= Alixandra Fazzina =

British photojournalist

Alixandra Fazzina (born 1974) is a British photojournalist. Her first book is A Million Shillings – Escape from Somalia. In 2008 she was the recipient of the Vic Odden Award from the Royal Photographic Society. In 2010 she won the UNHCR's Nansen Refugee Award for her work documenting the effect of war on uprooted people. In 2015 she was shortlisted for the Prix Pictet.

==Life and work==
Fazzina was born in East London but spent much of her childhood in the Netherlands because of her father's employment. She studied fine art at the University of Bristol, and in 1995, before she graduated, was appointed as an official war artist in Bosnia. While there she developed her interest in photography. After Bosnia she spent much of the next seven years working in Africa, including Sierra Leone; she photographed the Lord's Resistance Army and their victims in Uganda, the Miya-Miya rebels in Democratic Republic of the Congo, and people-smuggling from Ethiopia and Somalia to the Yemen and Saudi Arabia. In 2008 Fazzina worked on an assignment for Oxfam on maternal death in Badakhshan, Afghanistan, the worst place in the world for a woman to give birth—there being 6,500 deaths for every 100,000 births. She then based herself in Pakistan.

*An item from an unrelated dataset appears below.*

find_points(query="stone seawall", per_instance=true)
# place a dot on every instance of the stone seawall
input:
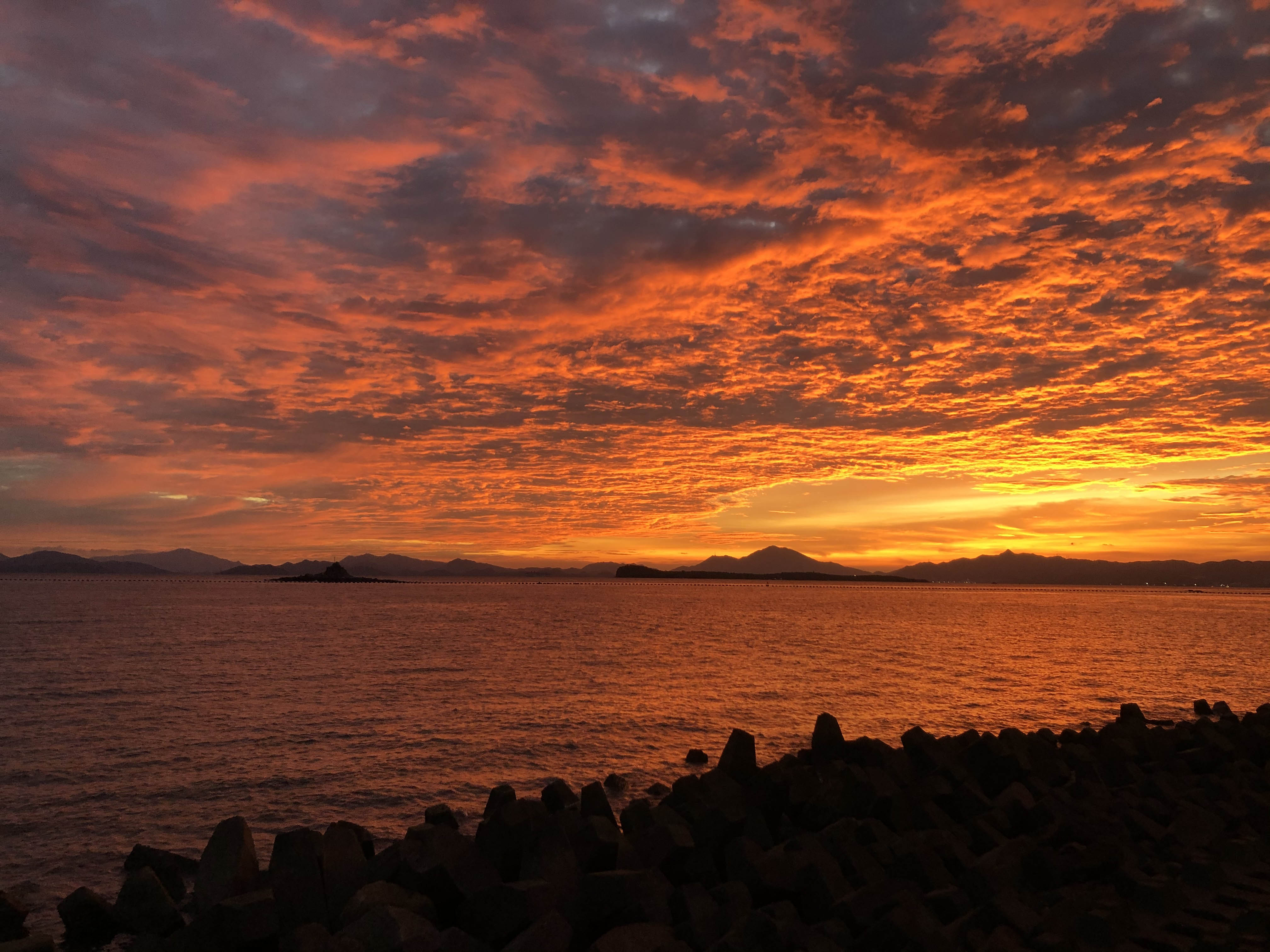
(1142, 836)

In 2010 she published A Million Shillings – Escape from Somalia. The title reflects the fare paid (about 50 pounds sterling) by refugees fleeing from Somalia and Ethiopia to get from Mogadishu to the coast of the Gulf of Aden and across to Yemen or Saudi Arabia.

Her project Flowers of Afghanistan documents the hardships faced by young refugees making the journey from Afghanistan to Europe, at various stops along their way.

==Publications==
- A Million Shillings – Escape from Somalia. London: Trolley, 2010. ISBN 978-1904563846. With an introduction by the United Nations High Commissioner for Refugees, António Guterres.
  - Arabic-language edition, 2011.

==Awards==
- 2008: Vic Odden Award, Royal Photographic Society, Bath
- 2010: UNHCR's Nansen Refugee Award for her work documenting the effect of war on uprooted people
- 2015: Shortlisted for the Prix Pictet on the theme "Disorder", which was won by Valérie Belin.